On Optimizing the Communication of Model Parallelism
Yonghao Zhuang, Hexu Zhao, Lianmin Zheng, Zhuohan Li, Eric P. Xing, Qirong Ho, Joseph E. Gonzalez, Ion Stoica, Hao Zhang
TL;DR
The paper tackles cross-mesh resharding, a key communication challenge in combined intra-op and inter-op model parallelism for large-scale DL. It formalizes the problem as many-to-many multicast between non-overlapping device meshes and proposes broadcast-based resharding plus an overlap-friendly pipeline schedule (eager-1F1B) to hide communication latency. The authors implement these strategies in the AlpaComm library and demonstrate up to 10× microbenchmark improvements and up to 1.5× end-to-end throughput gains on GPT-3-like and U-Transformer models, approaching an upper bound defined by a hypothetical all-to-all Send/Recv upper bound. The work provides a practical, generalizable optimization framework for cross-mesh data movement and layout conversion, enabling more scalable and efficient large-model training across heterogeneous cluster topologies.
Abstract
We study a novel and important communication pattern in large-scale model-parallel deep learning (DL), which we call cross-mesh resharding.
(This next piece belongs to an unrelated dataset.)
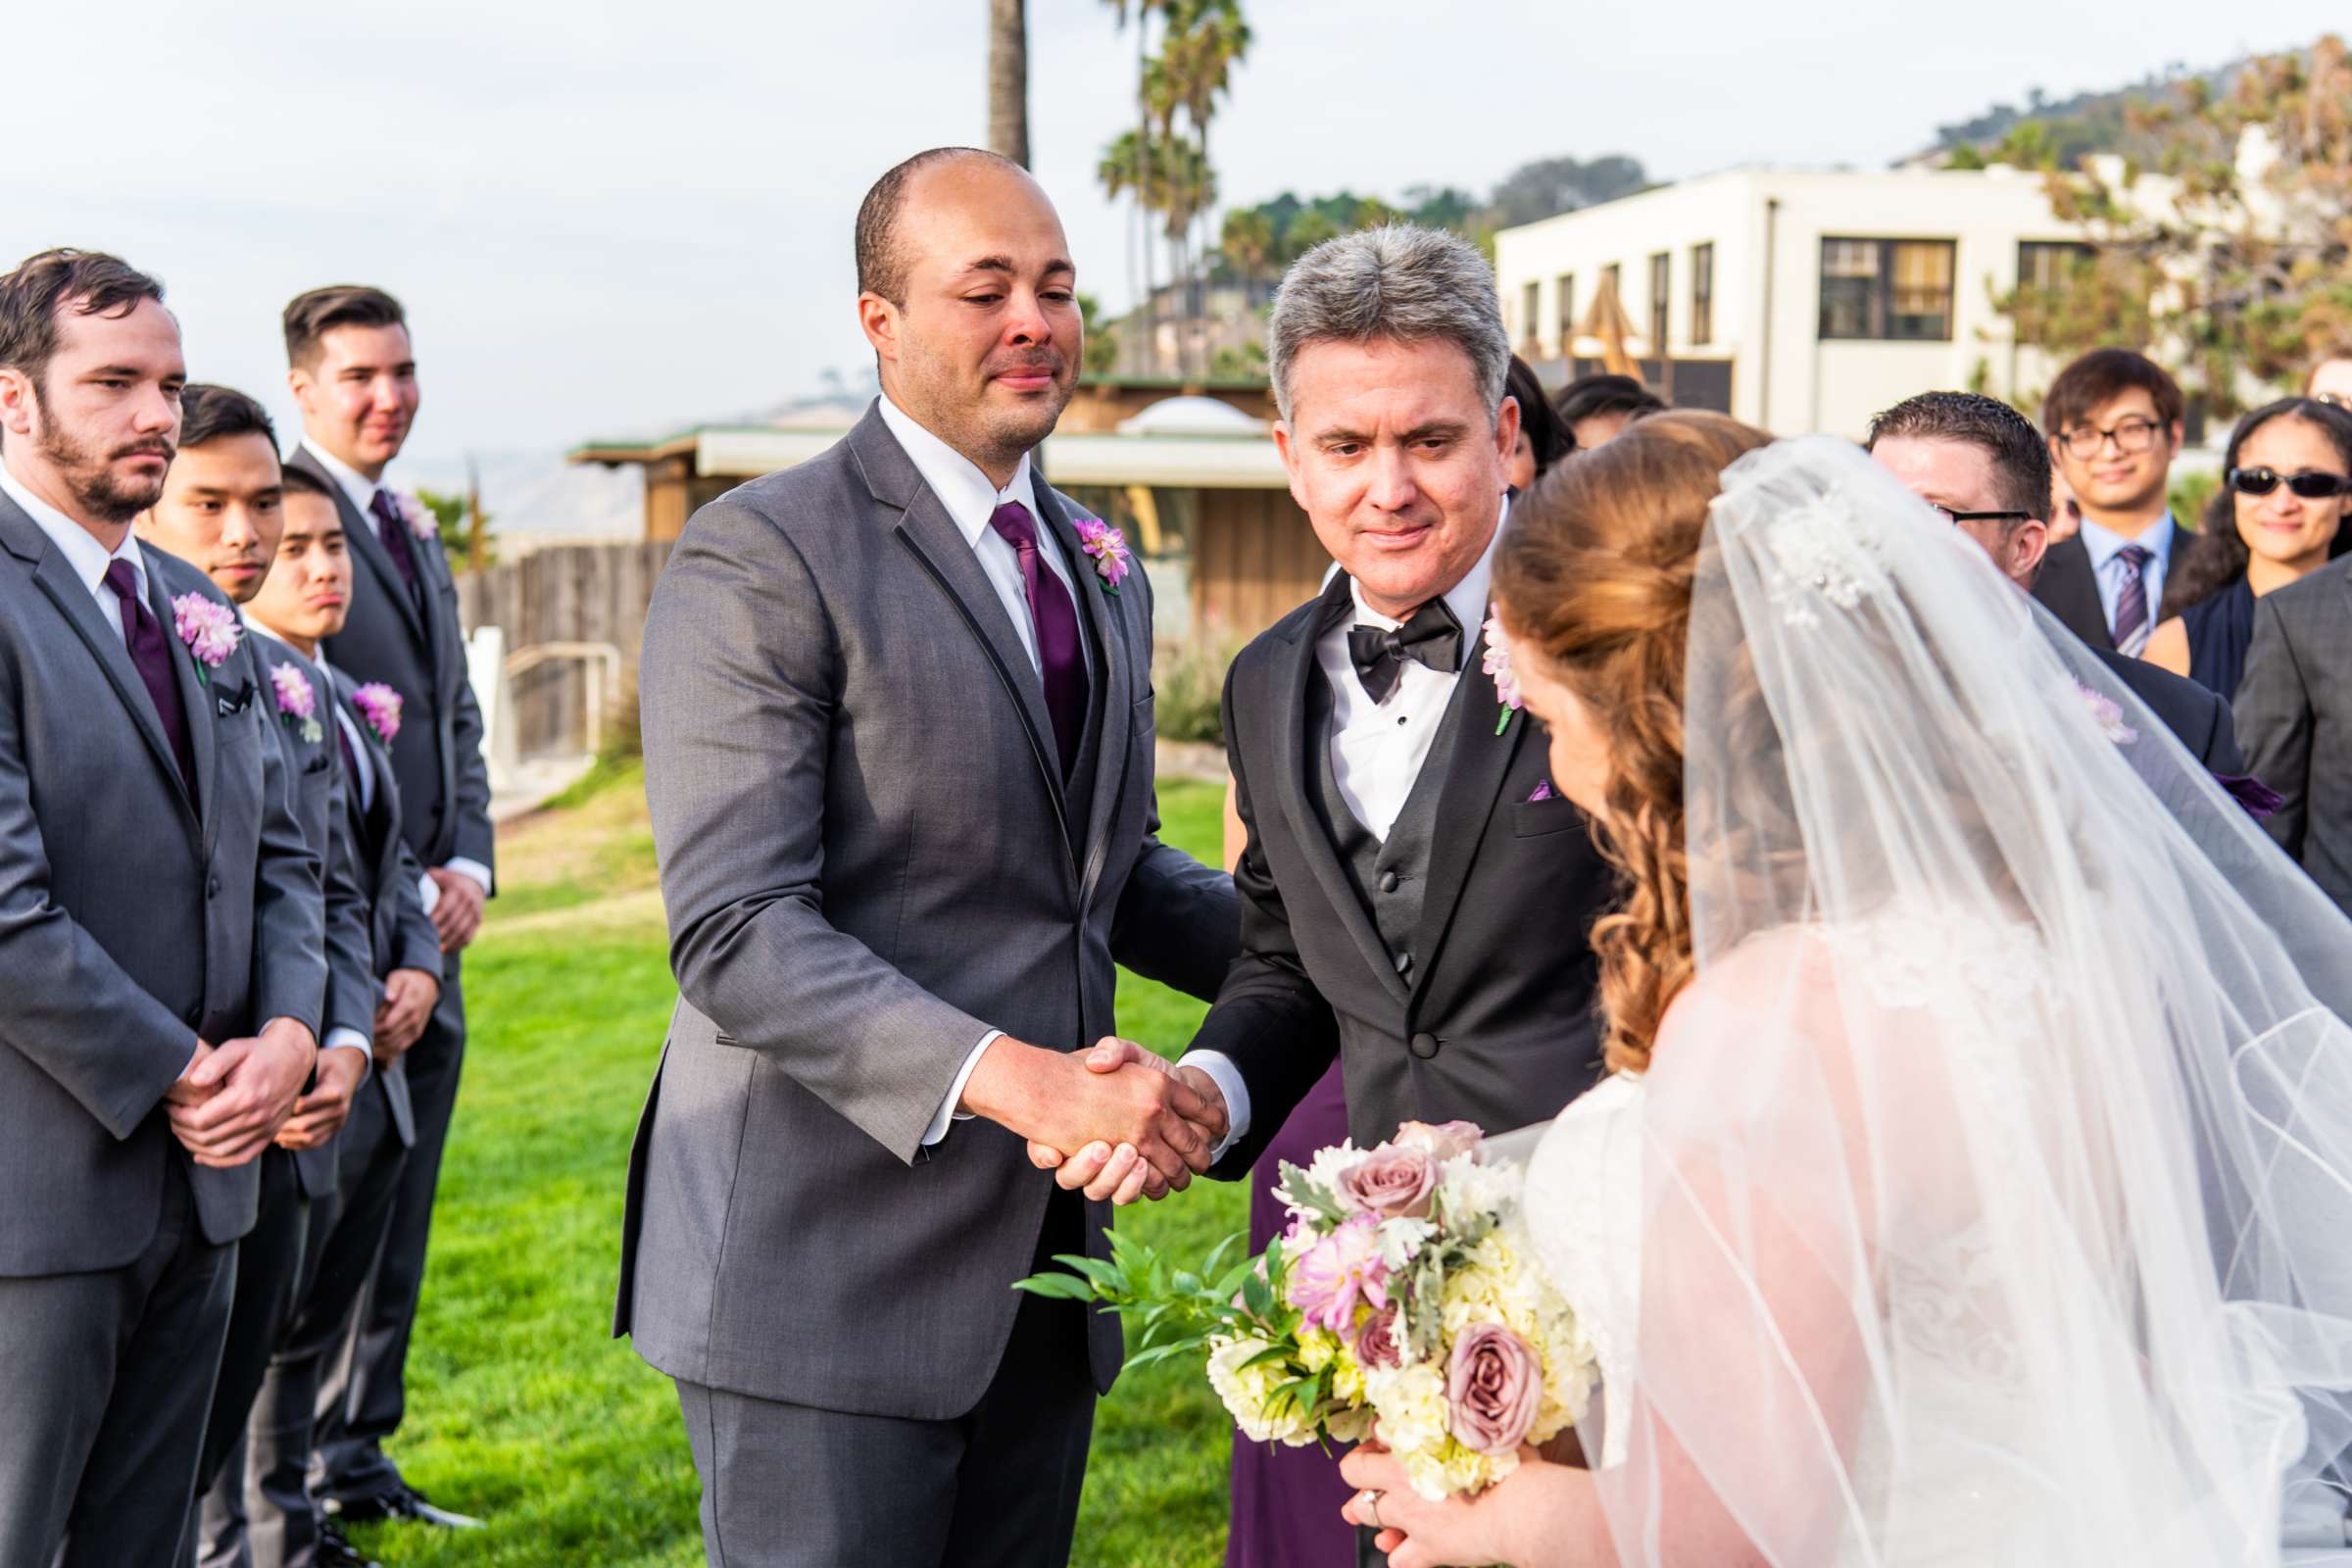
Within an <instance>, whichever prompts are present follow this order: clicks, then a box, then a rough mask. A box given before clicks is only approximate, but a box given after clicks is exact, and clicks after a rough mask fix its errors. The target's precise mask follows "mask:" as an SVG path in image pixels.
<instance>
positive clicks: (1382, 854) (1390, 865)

This pattern emerges when the two paradigms of model parallelism - intra-operator and inter-operator parallelism - are combined to support large models on large clusters. In cross-mesh resharding, a sharded tensor needs to be sent from a source device mesh to a destination device mesh, on which the tensor may be distributed with the same or different layouts. We formalize this as a many-to-many multicast communication problem, and show that existing approaches either are sub-optimal or do not generalize to different network topologies or tensor layouts, which result from different model architectures and parallelism strategies. We then propose two contributions to address cross-mesh resharding: an efficient broadcast-based communication system, and an "overlapping-friendly" pipeline schedule. On microbenchmarks, our overall system outperforms existing ones by up to 10x across various tensor and mesh layouts. On end-to-end training of two large models, GPT-3 and U-Transformer, we improve throughput by 10% and 50%, respectively.